Worldpay US, Inc. - Validity of Reserve Fund Defended After Data Breach

Challenge

 

Following a data breach at several merchant-restaurant locations, AGG client Worldpay US, a credit card processor that provided services to the merchant, received notice of the potential for liability assessments from two major credit card brands, potentially exceeding $1 million. Given the specter of those assessments and the merchant’s recent bankruptcy filing, the client established a contractual reserve fund to capture a portion of the merchant’s revenues in order to protect itself against the looming liability. The merchant, however, sought an emergency restraining order prohibiting the reserve under the theories that: (i) creation of the reserve violated the automatic bankruptcy stay; and (ii) the liability assessments, including those under Visa’s ADCR program, represented an unlawful “penalty” that the processor was legally prohibited from passing along to its merchant-customer.

 

Approach

 

AGG defeated the merchant’s attempt to secure a restraining order and mounted a vigorous defense to the merchant’s underlying legal theories.

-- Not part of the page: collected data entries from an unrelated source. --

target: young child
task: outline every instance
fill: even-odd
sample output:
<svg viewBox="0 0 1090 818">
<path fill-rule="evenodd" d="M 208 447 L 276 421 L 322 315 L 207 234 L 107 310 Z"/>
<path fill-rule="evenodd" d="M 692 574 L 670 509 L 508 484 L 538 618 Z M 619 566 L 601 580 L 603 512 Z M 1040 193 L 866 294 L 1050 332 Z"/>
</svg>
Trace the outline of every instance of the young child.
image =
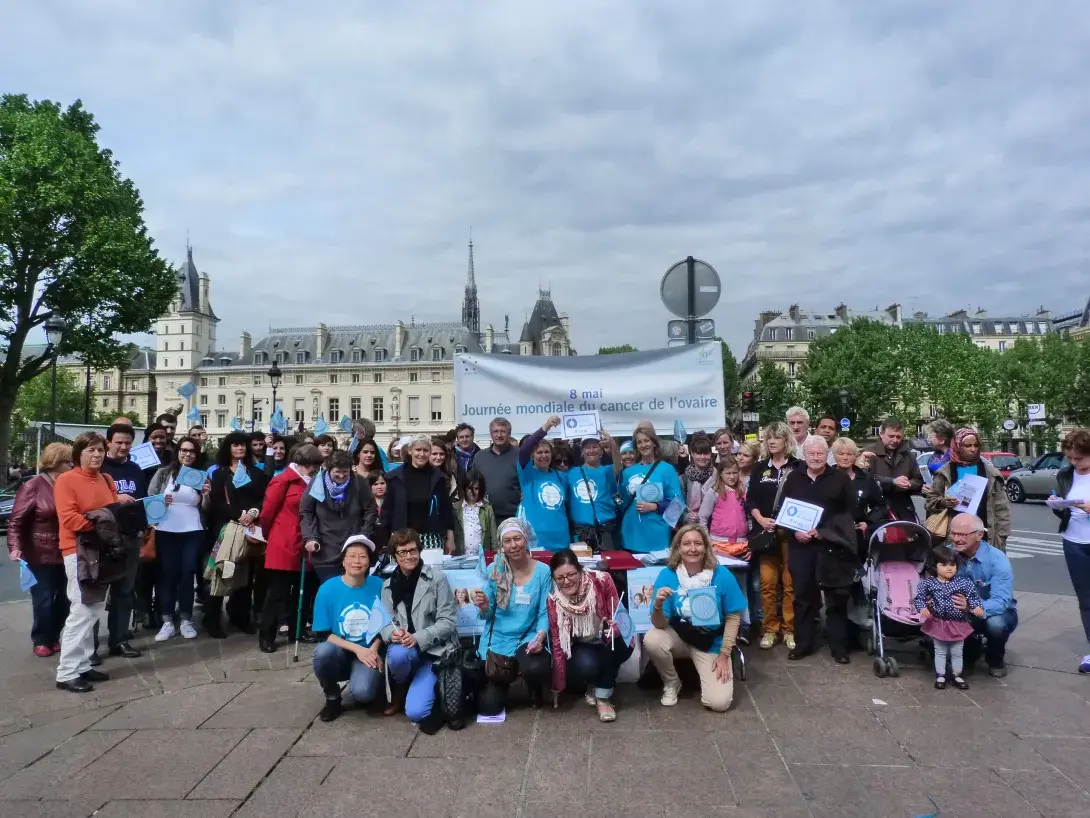
<svg viewBox="0 0 1090 818">
<path fill-rule="evenodd" d="M 715 475 L 704 484 L 700 524 L 708 529 L 715 550 L 729 557 L 749 559 L 749 521 L 745 489 L 734 455 L 720 458 Z"/>
<path fill-rule="evenodd" d="M 375 505 L 382 512 L 382 501 L 386 499 L 386 475 L 381 471 L 373 471 L 367 478 L 371 484 L 371 494 L 375 498 Z"/>
<path fill-rule="evenodd" d="M 476 554 L 482 548 L 496 551 L 496 514 L 485 499 L 486 486 L 480 469 L 472 468 L 458 487 L 454 501 L 454 553 Z"/>
<path fill-rule="evenodd" d="M 968 577 L 959 577 L 958 553 L 947 545 L 931 551 L 935 576 L 924 577 L 916 587 L 912 607 L 920 614 L 920 628 L 935 643 L 935 689 L 946 689 L 946 658 L 950 657 L 950 669 L 954 673 L 954 687 L 968 690 L 969 685 L 961 677 L 962 651 L 965 638 L 973 632 L 969 613 L 984 616 L 984 601 L 976 586 Z M 961 594 L 969 603 L 968 611 L 954 607 L 954 595 Z"/>
</svg>

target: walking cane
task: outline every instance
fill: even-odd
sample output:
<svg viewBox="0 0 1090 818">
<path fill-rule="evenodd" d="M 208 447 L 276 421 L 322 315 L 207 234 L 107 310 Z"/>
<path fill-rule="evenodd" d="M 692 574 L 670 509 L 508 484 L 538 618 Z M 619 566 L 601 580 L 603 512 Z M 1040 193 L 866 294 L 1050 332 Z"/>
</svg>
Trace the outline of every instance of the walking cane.
<svg viewBox="0 0 1090 818">
<path fill-rule="evenodd" d="M 292 654 L 293 662 L 299 661 L 299 638 L 303 635 L 303 596 L 307 584 L 307 564 L 310 562 L 310 552 L 303 551 L 303 560 L 299 566 L 299 607 L 295 611 L 295 653 Z"/>
</svg>

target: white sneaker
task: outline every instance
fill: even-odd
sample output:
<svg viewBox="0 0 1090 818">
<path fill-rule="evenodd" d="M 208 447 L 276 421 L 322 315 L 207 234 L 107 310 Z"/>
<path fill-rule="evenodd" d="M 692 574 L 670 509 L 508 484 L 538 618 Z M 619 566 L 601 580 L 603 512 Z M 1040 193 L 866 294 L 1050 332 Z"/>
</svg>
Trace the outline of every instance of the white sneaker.
<svg viewBox="0 0 1090 818">
<path fill-rule="evenodd" d="M 156 642 L 165 642 L 174 635 L 174 623 L 169 619 L 163 623 L 163 627 L 159 628 L 159 633 L 155 634 Z"/>
<path fill-rule="evenodd" d="M 181 624 L 178 625 L 178 631 L 182 634 L 183 639 L 196 639 L 197 629 L 193 627 L 193 623 L 188 619 L 183 619 Z"/>
<path fill-rule="evenodd" d="M 597 707 L 598 705 L 598 697 L 594 695 L 593 690 L 587 690 L 587 692 L 583 695 L 583 701 L 585 701 L 591 707 Z"/>
<path fill-rule="evenodd" d="M 673 684 L 665 685 L 662 688 L 662 698 L 659 699 L 659 704 L 663 707 L 673 707 L 677 704 L 678 694 L 681 693 L 681 680 L 674 682 Z"/>
</svg>

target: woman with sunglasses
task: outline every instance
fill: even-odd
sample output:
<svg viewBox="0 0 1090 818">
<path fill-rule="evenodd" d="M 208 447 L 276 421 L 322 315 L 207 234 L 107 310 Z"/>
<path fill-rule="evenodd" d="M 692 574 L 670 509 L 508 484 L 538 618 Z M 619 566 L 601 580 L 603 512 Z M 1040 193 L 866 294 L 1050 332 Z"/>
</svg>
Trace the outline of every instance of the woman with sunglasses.
<svg viewBox="0 0 1090 818">
<path fill-rule="evenodd" d="M 174 611 L 177 606 L 178 629 L 184 639 L 196 639 L 193 626 L 193 580 L 204 543 L 205 527 L 201 503 L 212 490 L 206 478 L 201 491 L 178 482 L 182 466 L 197 468 L 200 448 L 193 438 L 178 442 L 177 459 L 160 468 L 151 478 L 148 496 L 164 495 L 167 514 L 155 525 L 155 558 L 159 575 L 155 583 L 155 598 L 163 625 L 155 634 L 156 642 L 165 642 L 175 634 Z"/>
</svg>

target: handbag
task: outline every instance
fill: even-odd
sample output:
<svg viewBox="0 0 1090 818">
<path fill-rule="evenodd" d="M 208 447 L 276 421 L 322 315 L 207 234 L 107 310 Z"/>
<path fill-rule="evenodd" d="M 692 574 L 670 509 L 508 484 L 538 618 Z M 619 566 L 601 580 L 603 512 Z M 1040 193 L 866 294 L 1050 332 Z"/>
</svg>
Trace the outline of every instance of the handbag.
<svg viewBox="0 0 1090 818">
<path fill-rule="evenodd" d="M 783 496 L 783 484 L 787 480 L 787 465 L 784 464 L 783 469 L 780 470 L 780 478 L 776 485 L 776 497 L 772 501 L 772 516 L 776 516 L 776 508 L 780 504 L 780 499 Z M 752 518 L 751 518 L 752 519 Z M 756 523 L 756 520 L 754 520 Z M 784 534 L 782 531 L 773 528 L 771 531 L 766 531 L 760 528 L 756 534 L 749 538 L 749 552 L 756 556 L 761 554 L 770 554 L 780 548 L 784 541 Z"/>
<path fill-rule="evenodd" d="M 655 473 L 655 469 L 657 469 L 659 467 L 659 463 L 661 463 L 661 462 L 662 462 L 661 460 L 656 460 L 654 463 L 651 464 L 651 468 L 649 468 L 647 470 L 647 474 L 645 474 L 643 476 L 643 480 L 640 481 L 641 486 L 645 485 L 647 483 L 647 481 L 651 479 L 651 475 Z M 638 491 L 638 489 L 637 489 L 637 491 Z M 620 515 L 621 517 L 624 517 L 624 515 L 628 513 L 628 509 L 632 506 L 632 504 L 634 502 L 636 502 L 636 495 L 635 494 L 633 494 L 631 497 L 628 498 L 628 502 L 625 503 L 624 509 L 622 509 L 622 511 L 621 511 L 621 515 Z"/>
<path fill-rule="evenodd" d="M 488 681 L 495 682 L 496 684 L 509 685 L 518 678 L 519 665 L 518 660 L 514 656 L 501 656 L 498 653 L 492 652 L 492 632 L 496 630 L 496 612 L 492 612 L 491 618 L 488 620 L 488 645 L 485 648 L 485 660 L 484 660 L 484 675 L 488 678 Z M 522 636 L 519 637 L 516 645 L 521 645 L 522 640 L 530 635 L 530 631 L 534 629 L 535 622 L 531 622 L 529 627 L 522 632 Z M 518 648 L 515 648 L 516 652 Z"/>
<path fill-rule="evenodd" d="M 946 539 L 950 533 L 950 515 L 944 511 L 936 511 L 934 514 L 928 515 L 924 521 L 924 528 L 934 534 L 936 537 Z M 886 540 L 889 541 L 888 538 Z"/>
<path fill-rule="evenodd" d="M 669 623 L 674 633 L 681 637 L 682 642 L 701 653 L 710 651 L 716 637 L 722 633 L 722 628 L 700 628 L 680 616 L 670 617 Z"/>
<path fill-rule="evenodd" d="M 461 730 L 466 726 L 466 694 L 463 676 L 463 663 L 465 653 L 471 648 L 458 647 L 447 653 L 434 665 L 437 698 L 439 710 L 443 714 L 443 720 L 451 730 Z M 477 659 L 477 652 L 473 651 L 473 658 Z M 477 659 L 479 662 L 480 659 Z"/>
<path fill-rule="evenodd" d="M 140 541 L 140 562 L 155 562 L 155 529 L 145 528 Z"/>
<path fill-rule="evenodd" d="M 896 522 L 898 518 L 897 515 L 891 511 L 889 513 L 889 519 Z M 884 533 L 885 539 L 883 542 L 889 545 L 904 545 L 910 539 L 908 532 L 903 528 L 887 528 Z"/>
</svg>

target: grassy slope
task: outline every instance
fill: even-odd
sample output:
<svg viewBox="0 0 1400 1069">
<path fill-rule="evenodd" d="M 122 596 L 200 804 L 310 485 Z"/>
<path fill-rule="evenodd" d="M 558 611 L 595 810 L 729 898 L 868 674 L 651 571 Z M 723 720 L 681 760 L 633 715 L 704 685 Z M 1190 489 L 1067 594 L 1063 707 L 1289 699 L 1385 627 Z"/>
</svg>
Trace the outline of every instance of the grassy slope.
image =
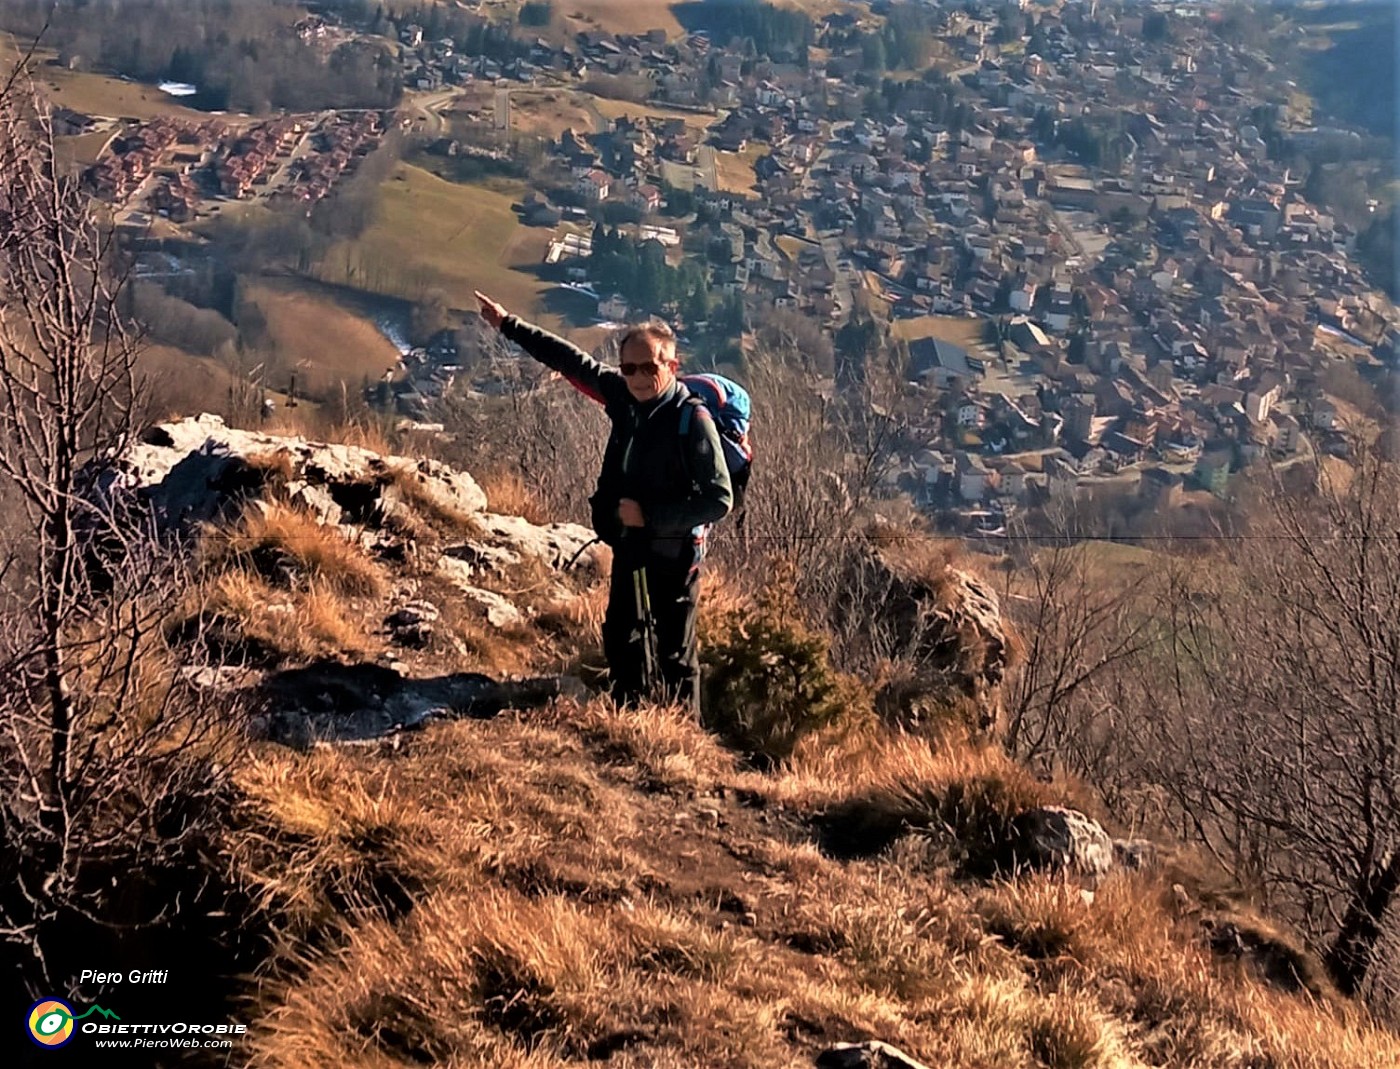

Working cooperatively with Visa, moreover, it amassed evidence establishing the reasonableness of the ADCR assessment methodology, undercutting the merchant’s assertion that the assessment represented an unlawful “penalty.”

 

Result

 

Following discovery and a summary judgment hearing, the Court rejected all of the merchant’s arguments, permitting WorldPay US to establish the sought-after reserve and, thereafter, allowing it to obtain indemnification from the reserve for the ultimate ADCR liability assessment. In a precedent-setting win, moreover, it rejected the assertion that the ADCR assessment represented an unlawful “penalty” as a matter of law. See In re Golden Restaurants, Inc., Adv. No. 11-04024-rfn (Bankr. N.D. Tex. June 13, 2012).